The Internet is a giant edifice teetering on a foundation of dirty data
Your houses are built upon the sand
Perfecting Equilibrium Volume Two, Issue 48
But Daniel the prophet, a man of God
He saw the writing on the wall in blood
Belshazzar asked him what it said
And Daniel turned to the wall and read
"My friend you're weighed in the balance and found wanting
Your kingdom is divided, it can't stand
You're weighed in the balance and found wanting
Your houses are built upon the sand"
The Sunday Reader, September 17, 2023
It sounded impressive: Our Sales AI will generate more and better leads for your company!
It would have been more impressive if it wasn’t addressed to a company that was shut down and delisted a half-decade ago.
No, this isn’t another column dunking on the shortcomings of Large Language Models – so called “AIs.”
AIs are not the problem; they are the proverbial canary in the coal mine telling everyone the dirty secret tech pros have always known:
All our shiny, glittering tech is built on a foundation of data, and that foundation is a mountain of garbage.
There were concerns in the early days of the World Wide Web that, famously, On the Internet nobody knows you are a dog.
Google largely solved this problem with its system of backlink analysis: if Stephen Hawking’s physics page is linked by CERN and NASA, and Fido’s physics page is linked by Fido and Spot, chances are Hawking’s page is the authoritative one. (We’ll leave for another day discussing appeals to authority, “the science is settled” as an oxymoron, and that “scientific consensus” includes stuff like the decades-long consensus that Gregor Mendal’s work was the boring/squared merger of tedious pea plants and even more tedious statistics.)

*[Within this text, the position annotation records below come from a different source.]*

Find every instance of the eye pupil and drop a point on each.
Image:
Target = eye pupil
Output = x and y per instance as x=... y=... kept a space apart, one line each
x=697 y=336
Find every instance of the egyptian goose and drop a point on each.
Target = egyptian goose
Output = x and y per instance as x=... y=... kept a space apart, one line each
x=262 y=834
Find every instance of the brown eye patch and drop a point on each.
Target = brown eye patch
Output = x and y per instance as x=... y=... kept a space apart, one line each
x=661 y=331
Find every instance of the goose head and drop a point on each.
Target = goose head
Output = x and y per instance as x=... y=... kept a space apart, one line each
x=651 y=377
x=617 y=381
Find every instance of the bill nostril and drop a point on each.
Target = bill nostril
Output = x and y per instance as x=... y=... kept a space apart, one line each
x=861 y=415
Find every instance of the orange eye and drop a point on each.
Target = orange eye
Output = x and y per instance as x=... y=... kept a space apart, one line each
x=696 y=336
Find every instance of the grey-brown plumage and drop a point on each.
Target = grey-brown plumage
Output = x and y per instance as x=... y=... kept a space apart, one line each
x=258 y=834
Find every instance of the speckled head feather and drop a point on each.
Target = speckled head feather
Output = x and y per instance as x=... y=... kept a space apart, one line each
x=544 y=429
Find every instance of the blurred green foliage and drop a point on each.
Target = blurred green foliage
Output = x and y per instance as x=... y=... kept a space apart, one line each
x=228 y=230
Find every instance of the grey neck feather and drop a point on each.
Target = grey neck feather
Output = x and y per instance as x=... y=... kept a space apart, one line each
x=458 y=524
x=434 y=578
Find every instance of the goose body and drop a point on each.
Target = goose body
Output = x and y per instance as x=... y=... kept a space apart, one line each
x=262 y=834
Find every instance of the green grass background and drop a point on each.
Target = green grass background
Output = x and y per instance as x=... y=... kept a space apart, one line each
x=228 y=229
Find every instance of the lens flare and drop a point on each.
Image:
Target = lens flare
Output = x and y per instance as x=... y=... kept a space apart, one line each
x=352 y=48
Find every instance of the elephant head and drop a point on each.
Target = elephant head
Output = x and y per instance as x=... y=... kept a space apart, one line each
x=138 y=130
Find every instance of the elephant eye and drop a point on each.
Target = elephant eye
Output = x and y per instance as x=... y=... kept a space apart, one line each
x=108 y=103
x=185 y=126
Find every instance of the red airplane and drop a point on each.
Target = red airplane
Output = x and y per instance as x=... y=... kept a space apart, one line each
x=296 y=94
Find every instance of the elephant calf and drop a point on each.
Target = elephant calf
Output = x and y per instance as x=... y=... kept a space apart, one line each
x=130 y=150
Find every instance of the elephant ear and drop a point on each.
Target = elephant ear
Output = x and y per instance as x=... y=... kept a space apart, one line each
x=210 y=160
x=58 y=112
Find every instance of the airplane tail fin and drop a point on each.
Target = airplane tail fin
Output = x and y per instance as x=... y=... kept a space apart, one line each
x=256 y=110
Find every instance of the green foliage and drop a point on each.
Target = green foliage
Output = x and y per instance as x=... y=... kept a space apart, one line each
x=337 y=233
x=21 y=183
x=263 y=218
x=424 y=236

But once you’re past that, and you’re pulling data from carefully maintained IT systems such as government databases, it’s all good, yes?
No.
Computer-Assisted Reporting and Research largely focuses on analysis of government data. And the first thing that’s taught is the Iron Law of Data: All data is dirty.
Here’s a story that has been told repeatedly at CARR conferences: A reporter had pulled down the entire line-item state budget from the government mainframe computer. He soon thought he had an amazing story - there was a field labeled “Employee Raises,” and it added up to an egregious amount of money.
Too egregious, in fact. Fortunately he was able to check it with his Mark1 Eyeball; the total raises were more than the entire state budget. That...is not possible. So he called around the government and tracked down the tech who maintained the database.
“Oh yeah,” the tech said. “We didn’t have the budget to redo the table structure, so we repurposed the “Employee Raises” field to “Employee ID Number.”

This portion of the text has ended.